Atlantis Events is an LGBT vacation company that provides LGBT cruises and resort vacations. A 2017 book on LGBT tourism described it as "the most successful LGBT tour operator in the world". Their vacations are designed and marketed primarily for gay men.

==History==
Atlantis Events was founded in 1991 to organize resort vacations, beginning with an event at the Club Med resort at Playa Blanca in Costa Careyes, Jalisco, Mexico. The company began chartering cruise ships in 1998. In October 2007, Atlantis acquired competitor RSVP Vacations from RSVP's parent company, PlanetOut.
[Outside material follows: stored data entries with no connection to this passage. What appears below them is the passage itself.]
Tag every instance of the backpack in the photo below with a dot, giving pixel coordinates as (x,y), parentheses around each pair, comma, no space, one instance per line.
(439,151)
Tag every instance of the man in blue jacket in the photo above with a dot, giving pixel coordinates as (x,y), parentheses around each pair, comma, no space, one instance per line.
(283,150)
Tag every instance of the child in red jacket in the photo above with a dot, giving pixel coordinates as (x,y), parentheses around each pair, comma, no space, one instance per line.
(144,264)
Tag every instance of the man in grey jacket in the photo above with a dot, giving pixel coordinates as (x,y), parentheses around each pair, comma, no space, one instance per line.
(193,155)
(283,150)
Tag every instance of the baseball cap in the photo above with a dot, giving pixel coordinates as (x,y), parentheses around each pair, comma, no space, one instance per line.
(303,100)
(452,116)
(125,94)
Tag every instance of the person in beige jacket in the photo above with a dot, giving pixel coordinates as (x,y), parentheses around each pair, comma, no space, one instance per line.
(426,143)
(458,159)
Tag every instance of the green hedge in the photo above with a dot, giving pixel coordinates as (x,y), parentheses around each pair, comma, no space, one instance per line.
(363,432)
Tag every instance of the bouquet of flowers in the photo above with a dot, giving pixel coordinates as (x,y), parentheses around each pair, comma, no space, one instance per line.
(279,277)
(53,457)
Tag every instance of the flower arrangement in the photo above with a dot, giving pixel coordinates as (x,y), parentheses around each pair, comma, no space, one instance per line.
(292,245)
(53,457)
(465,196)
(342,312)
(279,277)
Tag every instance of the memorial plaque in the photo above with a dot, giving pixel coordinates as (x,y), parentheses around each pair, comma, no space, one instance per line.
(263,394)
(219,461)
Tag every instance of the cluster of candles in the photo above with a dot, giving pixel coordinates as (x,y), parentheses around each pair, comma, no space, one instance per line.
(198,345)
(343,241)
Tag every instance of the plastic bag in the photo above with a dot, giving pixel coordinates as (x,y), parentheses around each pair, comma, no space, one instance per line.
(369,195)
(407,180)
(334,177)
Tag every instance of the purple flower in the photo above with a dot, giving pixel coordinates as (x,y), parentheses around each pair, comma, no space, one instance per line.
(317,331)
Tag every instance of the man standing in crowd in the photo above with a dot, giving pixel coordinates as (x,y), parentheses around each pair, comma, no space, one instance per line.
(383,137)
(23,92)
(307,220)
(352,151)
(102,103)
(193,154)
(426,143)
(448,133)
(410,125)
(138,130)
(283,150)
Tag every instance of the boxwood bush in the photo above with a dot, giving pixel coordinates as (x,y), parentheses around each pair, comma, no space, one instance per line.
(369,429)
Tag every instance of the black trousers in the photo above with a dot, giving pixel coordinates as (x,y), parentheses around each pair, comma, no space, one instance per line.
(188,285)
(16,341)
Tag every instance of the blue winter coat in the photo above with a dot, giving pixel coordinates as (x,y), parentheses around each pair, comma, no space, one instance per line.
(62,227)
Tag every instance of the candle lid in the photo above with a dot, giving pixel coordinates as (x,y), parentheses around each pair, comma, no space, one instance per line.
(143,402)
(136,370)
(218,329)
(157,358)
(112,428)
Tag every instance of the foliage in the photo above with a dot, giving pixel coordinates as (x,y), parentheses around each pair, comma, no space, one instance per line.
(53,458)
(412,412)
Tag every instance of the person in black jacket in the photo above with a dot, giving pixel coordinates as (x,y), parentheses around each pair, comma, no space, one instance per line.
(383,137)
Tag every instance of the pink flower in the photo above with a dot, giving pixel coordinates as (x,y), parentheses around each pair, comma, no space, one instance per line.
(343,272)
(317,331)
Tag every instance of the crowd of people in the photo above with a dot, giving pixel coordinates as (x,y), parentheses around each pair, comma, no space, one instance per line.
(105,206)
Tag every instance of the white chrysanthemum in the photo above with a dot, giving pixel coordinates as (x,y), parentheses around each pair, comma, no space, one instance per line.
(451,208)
The company's tours have sometimes experienced negative reactions from anti-gay officials at their destinations. In December 1997, an Atlantis Events cruise on Norwegian Cruise Line's MS Leeward was denied permission make a planned February 1998 stop at Grand Cayman. Caymanian official Thomas C. Jefferson wrote to the cruise line that the cruise's passengers would not "uphold the standards of appropriate behavior expected of visitors". The ship docked in Belize instead. In September 2000, Turkish police blocked Atlantis guests from visiting the Aegean resort town Kuşadası, after the ship was already docked.

In January 2013, the United States Justice Department opened an investigation into Atlantis Events after guests alleged the company failed to provide accommodations for participants with disabilities. In 2018, Atlantis Events reached a settlement with the Justice Department, agreeing to pay civil damages and penalties, as well as developing appropriate accommodations for disabled passengers on its cruises.

=== 2026 entry denial ===
In July 2026, an Atlantis cruise on the Scarlet Lady, a Virgin Voyages ship, was denied entry to the ports of Kuşadası and Istanbul in Turkey, with local authorities citing "moral values" as the reason for the blockade. Subsequently, the ship faced a similar denial of entry when attempting to dock in Egypt instead. Actress Patti LuPone, a scheduled performer on the cruise, publicly criticized the blockade through social media channels. Following the consecutive denials, the ship altered its itinerary to visit Crete and Montenegro instead.

==Destinations==
Typical cruise itineraries for Atlantis are to the Caribbean, the Mediterranean, the Pacific coast of Mexico, and Australia. Typical locations for land resort vacations are Mexico and the Caribbean. Other destinations – which have included cruises in areas such as Alaska, Asia, and the Baltic, and land vacations in Las Vegas and Kenya – are offered less frequently.

== Incidents ==
- January 2018 – Joel Taylor, a television personality who appeared on the Discovery Channel series, Storm Chasers, died of a drug overdose aboard Harmony of the Seas while sailing with an Atlantic Events charter.
- January 2020 – A man was fatally injured when he jumped from the Atlantis Events-chartered Oasis of the Seas while the ship was docked in Puerto Rico.
- January 2022 – A passenger died unexpectedly aboard the Atlantis Events' 30th Anniversary Cruise on Royal Caribbean's Oasis of the Seas.
- January 2024 – A passenger died unexpectedly aboard Oasis of the Seas while undertaking an Atlantis Events' cruise.